From the WUSTL Newsroom…
Researchers at Washington University School of Medicine in St. Louis have received a five-year, $2.7 million grant from the Eunice Kennedy Shriver National Institute of Child Health and Human Development (NICHD) to detect and analyze differences in the brains of children with a rare illness, Wolfram syndrome.
The disorder, which is caused by mutations in a single gene, includes a severe form of diabetes, hearing and vision loss and kidney problems. Eventually, patients lose muscle control and coordination due to degeneration in the brain. More than half of the patients die before they turn 40, often due to atrophy in the brainstem that contributes to respiratory failure. The illness affects an estimated one in 770,000 children.
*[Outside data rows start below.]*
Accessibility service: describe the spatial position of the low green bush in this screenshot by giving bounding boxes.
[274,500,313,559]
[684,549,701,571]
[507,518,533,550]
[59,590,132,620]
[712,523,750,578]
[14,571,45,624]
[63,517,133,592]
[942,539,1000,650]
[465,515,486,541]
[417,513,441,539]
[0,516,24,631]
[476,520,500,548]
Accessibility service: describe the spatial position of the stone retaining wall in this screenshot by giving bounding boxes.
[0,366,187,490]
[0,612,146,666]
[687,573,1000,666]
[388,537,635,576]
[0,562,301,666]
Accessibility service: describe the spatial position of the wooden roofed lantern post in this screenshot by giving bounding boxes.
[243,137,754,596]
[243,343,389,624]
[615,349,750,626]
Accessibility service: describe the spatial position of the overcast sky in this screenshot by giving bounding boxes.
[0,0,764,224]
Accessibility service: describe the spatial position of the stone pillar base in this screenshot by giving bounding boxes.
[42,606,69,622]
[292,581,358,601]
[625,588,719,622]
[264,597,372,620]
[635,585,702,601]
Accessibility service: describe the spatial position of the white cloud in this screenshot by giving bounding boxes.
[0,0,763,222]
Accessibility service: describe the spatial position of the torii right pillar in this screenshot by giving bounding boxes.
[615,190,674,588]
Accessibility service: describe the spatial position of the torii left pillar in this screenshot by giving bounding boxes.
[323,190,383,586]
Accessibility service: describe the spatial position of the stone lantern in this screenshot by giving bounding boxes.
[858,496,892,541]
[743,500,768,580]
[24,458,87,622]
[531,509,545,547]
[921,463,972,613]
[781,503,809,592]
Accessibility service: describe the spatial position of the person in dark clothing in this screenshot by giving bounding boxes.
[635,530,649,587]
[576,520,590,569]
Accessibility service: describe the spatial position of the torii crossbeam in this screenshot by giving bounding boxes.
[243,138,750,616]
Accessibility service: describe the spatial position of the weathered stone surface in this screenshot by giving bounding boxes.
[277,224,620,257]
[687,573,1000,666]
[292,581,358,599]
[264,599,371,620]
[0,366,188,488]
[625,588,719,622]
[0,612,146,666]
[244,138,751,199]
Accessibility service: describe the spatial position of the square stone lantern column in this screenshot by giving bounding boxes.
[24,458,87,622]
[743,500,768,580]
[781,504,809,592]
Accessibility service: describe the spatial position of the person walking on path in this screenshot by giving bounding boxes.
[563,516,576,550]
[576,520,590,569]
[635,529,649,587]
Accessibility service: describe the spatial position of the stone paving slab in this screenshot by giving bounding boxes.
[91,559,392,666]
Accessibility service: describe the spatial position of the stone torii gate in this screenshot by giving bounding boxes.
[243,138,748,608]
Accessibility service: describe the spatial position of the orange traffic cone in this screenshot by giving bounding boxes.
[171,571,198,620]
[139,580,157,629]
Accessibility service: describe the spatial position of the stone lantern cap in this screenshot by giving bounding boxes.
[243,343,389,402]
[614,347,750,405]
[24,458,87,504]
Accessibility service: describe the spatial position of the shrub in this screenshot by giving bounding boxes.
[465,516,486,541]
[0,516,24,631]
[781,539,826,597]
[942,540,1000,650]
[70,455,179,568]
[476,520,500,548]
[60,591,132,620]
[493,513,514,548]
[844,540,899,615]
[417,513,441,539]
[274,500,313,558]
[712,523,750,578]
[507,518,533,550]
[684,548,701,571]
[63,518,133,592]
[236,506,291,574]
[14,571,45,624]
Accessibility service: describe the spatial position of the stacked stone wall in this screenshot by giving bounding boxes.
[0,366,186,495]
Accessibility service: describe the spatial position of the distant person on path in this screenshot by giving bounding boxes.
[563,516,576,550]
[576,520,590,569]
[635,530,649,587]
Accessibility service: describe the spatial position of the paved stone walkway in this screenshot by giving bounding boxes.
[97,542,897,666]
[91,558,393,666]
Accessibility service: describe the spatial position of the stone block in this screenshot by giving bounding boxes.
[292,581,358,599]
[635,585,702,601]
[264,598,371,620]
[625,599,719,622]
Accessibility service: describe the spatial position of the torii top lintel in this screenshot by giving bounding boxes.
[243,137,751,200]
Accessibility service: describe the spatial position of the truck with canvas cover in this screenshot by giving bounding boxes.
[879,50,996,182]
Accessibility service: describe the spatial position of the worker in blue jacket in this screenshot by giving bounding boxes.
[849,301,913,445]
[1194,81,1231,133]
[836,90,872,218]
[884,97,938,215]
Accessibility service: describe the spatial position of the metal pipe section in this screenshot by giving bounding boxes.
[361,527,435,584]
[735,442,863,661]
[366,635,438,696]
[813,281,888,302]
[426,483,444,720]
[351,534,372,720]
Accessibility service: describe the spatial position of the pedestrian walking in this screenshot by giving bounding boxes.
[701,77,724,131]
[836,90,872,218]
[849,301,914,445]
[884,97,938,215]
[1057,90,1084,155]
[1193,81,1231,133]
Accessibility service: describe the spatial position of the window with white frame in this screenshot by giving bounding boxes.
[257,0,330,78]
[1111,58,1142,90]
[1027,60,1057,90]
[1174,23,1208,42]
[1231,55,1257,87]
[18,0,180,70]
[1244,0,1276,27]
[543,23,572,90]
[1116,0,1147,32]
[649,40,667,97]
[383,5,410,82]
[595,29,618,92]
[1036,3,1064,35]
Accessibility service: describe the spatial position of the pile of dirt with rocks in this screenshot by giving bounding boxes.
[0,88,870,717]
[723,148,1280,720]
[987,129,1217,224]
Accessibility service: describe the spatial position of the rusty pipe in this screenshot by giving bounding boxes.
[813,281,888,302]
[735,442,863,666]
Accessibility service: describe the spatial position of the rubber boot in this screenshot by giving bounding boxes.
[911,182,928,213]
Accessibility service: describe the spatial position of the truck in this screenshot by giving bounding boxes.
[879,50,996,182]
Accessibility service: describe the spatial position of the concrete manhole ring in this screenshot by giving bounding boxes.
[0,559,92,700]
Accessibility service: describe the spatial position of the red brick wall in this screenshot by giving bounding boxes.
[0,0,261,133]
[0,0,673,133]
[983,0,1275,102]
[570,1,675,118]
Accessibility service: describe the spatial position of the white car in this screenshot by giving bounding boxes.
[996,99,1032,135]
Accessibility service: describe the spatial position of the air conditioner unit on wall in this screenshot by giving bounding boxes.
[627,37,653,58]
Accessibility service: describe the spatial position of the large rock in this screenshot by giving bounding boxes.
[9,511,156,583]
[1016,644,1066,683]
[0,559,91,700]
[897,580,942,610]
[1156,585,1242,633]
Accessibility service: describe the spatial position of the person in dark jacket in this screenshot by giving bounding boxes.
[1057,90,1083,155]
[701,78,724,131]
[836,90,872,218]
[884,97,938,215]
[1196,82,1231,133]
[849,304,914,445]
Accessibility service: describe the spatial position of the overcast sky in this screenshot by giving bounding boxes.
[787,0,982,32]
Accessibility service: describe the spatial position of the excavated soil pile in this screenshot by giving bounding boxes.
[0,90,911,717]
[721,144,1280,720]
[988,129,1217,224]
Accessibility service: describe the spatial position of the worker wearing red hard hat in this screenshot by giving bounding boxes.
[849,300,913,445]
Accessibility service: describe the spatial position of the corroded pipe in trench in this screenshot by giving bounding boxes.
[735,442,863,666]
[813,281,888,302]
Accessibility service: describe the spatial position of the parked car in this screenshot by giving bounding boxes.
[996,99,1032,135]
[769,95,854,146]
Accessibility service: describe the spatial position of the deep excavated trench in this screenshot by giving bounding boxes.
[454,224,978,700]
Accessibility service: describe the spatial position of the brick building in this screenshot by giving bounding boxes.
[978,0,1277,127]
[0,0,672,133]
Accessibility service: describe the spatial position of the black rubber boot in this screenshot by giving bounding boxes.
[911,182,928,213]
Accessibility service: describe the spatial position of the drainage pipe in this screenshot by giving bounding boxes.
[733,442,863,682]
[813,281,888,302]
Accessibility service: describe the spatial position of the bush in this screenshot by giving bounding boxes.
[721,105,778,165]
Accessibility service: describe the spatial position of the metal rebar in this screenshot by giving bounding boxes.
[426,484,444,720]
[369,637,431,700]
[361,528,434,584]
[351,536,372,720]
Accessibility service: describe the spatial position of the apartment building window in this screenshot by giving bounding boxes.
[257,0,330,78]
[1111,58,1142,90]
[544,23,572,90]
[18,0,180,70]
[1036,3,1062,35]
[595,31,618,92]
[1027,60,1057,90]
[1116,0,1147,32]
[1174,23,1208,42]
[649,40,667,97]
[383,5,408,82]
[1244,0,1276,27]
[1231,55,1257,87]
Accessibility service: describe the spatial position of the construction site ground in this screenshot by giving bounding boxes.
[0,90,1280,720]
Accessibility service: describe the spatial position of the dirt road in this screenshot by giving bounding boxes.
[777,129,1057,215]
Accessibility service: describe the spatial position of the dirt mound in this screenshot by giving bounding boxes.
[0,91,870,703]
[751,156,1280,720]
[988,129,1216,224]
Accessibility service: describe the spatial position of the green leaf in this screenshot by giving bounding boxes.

As part of the new study, researchers will conduct MRI scans to measure and quantify changes in the brain during the course of the disorder.
“In preliminary studies, we have been able to detect differences in the size and volume of several brain structures in kids who have Wolfram syndrome,” says principal investigator Tamara Hershey, PhD, professor of psychiatry, of neurology and of radiology. “Our goal in the new study is to look for patterns of changes in the brain that might help us identify problems earlier, with the eventual hope of being able to intervene.”
Hershey says work in animal models of Wolfram syndrome is progressing rapidly toward possible interventions and treatments, so it is important to better understand how the disorder develops and progresses. She says using MRI scans and conducting behavioral testing to measure changes in the brain provide an opportunity to do that.
“The neurological features of the disease may be the most feasible thing to target and monitor in clinical trials,” she explains. “That’s because by the time a child gets a diagnosis of Wolfram syndrome, the insulin-producing cells in the pancreas already are damaged or destroyed, and the child has developed insulin-dependent diabetes. By identifying time points at which it’s possible to intervene, we may be able to prevent some of the severe problems that occur later in the course of Wolfram syndrome.”